Making an outdoor portrait on a sunny day with literally no light modifiers at all? Not a flash or a reflector or even a big silk diffuser? No problem—as long as you know where to put your subject relative to the light. In reality, it’s not the light at all that you’ll be looking for—it’s the shadows. Specifically, for outdoor portraits, you want to look for open shade. That’s the kind of shade from tall trees or buildings that’s largely open to the sky. It means that, unlike a deep, dark shadow, you’re still in fairly bright light, but it’s indirect as the subject isn’t standing in bright sun, but rather the sunny sky is softly illuminating the subject. Trust me, this is some of the most flattering light you can find anywhere. All you’re looking for is a place to get the subject out of the sun, into the edges of shade. Look for trees, doorways or other overhanging elements that help shade the subject from bright sun.

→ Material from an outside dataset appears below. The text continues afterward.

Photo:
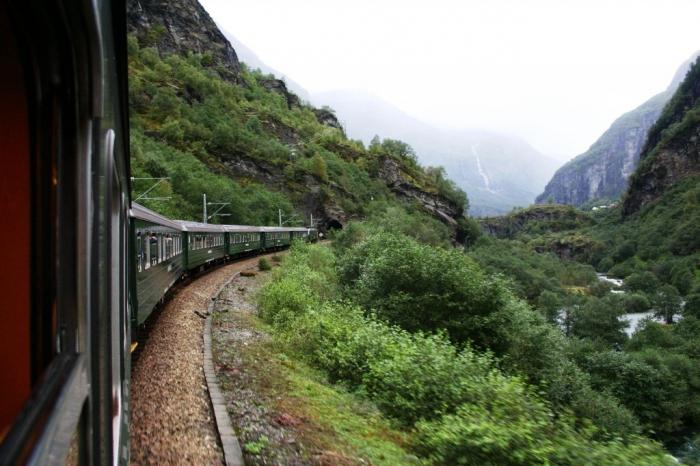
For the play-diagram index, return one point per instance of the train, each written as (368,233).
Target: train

Do you want to light a subject but don’t have access to a studio or lots of lighting? No problem. You can use any single light source—from a window to a speedlight to a table lamp as in the example shown here—and create beautiful and nuanced studio-style lighting for inanimate objects. The secret is in the shadows because that’s what provides the shape and definition of the object. Position your light at, say, a 45-degree angle camera left such that it’s illuminating the subject from a quartering position. (If the subject is a cube shape with very distinct sides, position the light so that it’s illuminating one of those sides—the one you’d like to be most prominent.)
Step two is to light the remaining sides and/or top of the scene to prevent them from falling into deep shadow. For this, you’ll simply use reflectors. A white card or pop-up reflector is perfect for this. Place the reflector close to the side that you’ like filled in strongest, but be sure to provide enough distance that the shadow is distinct. Too much fill minimizes that shadow and eliminates the sense of shape we’re trying to achieve. For the third plane, place another white card reflector, but this time try to make sure that it’s closer or farther from the subject than the other reflector. This will sure that it appears tonally different, a bit lighter or darker than the first filled side. These three distinct lighting levels are crucial for making an object appear deliberately illuminated, and they can be done with just one light and two cheap paper reflectors.

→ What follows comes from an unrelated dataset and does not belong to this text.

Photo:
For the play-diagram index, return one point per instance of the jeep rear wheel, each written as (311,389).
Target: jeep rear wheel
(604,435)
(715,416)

Want to make diffused strobe light without an umbrella or softbox? No problem. All you need is a white wall or ceiling so you can bounce the strobe to diffuse it. The main reason speedlights are adjustable is in order to point them up at the white ceilings that are so often overhead. This indirect flash position effectively turns the ceiling into a broad soft light source. I find it helpful to think of any reflector, whether it’s a Litedisc or a white card or a ceiling, as an actual light source itself. Because that’s what it is as far as the subject is concerned. When you aim your tiny little flash at a white ceiling, that flash spreads out over several square feet as it illuminates the ceiling.

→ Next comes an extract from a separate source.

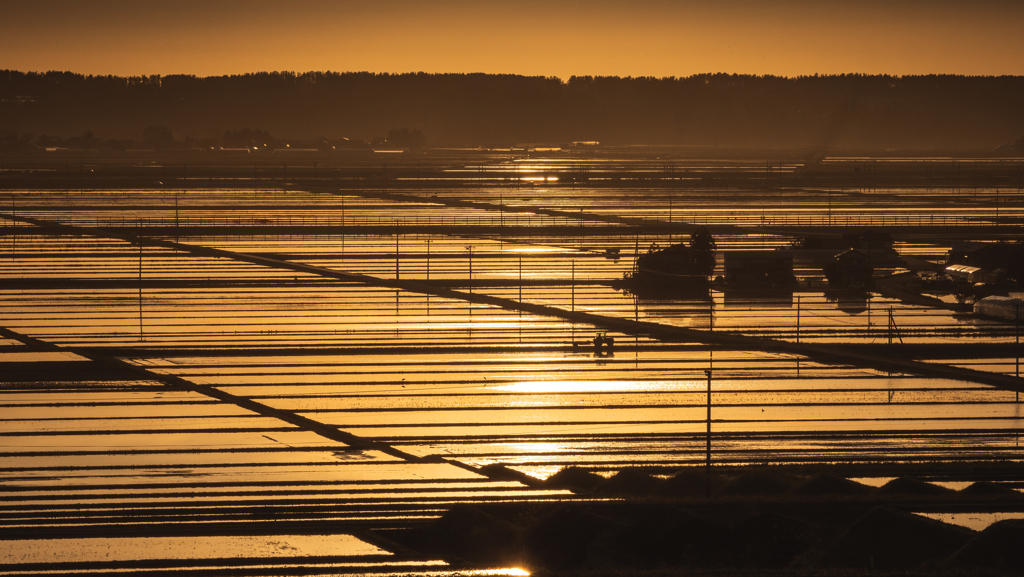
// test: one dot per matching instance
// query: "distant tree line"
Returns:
(823, 112)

In practice, that large area effectively becomes the new light source. And it’s a big one, so it acts just like a big softbox or umbrella or cloudy sky to diffuse the light. This is especially helpful for portraits, for which soft lighting is so often key to flattering skin tones and happy subjects. It’s also very useful for any situation in which a specular light source (the small, pinpoint light from a flash, for instance) would be distracting—such as shiny surfaces. I’d go so far as to say there’s almost no situation in which a flash doesn’t look better bounced off of a wall or ceiling, especially compared to that flash mounted on the camera and aimed directly at the subject. And it’s such a simple fix!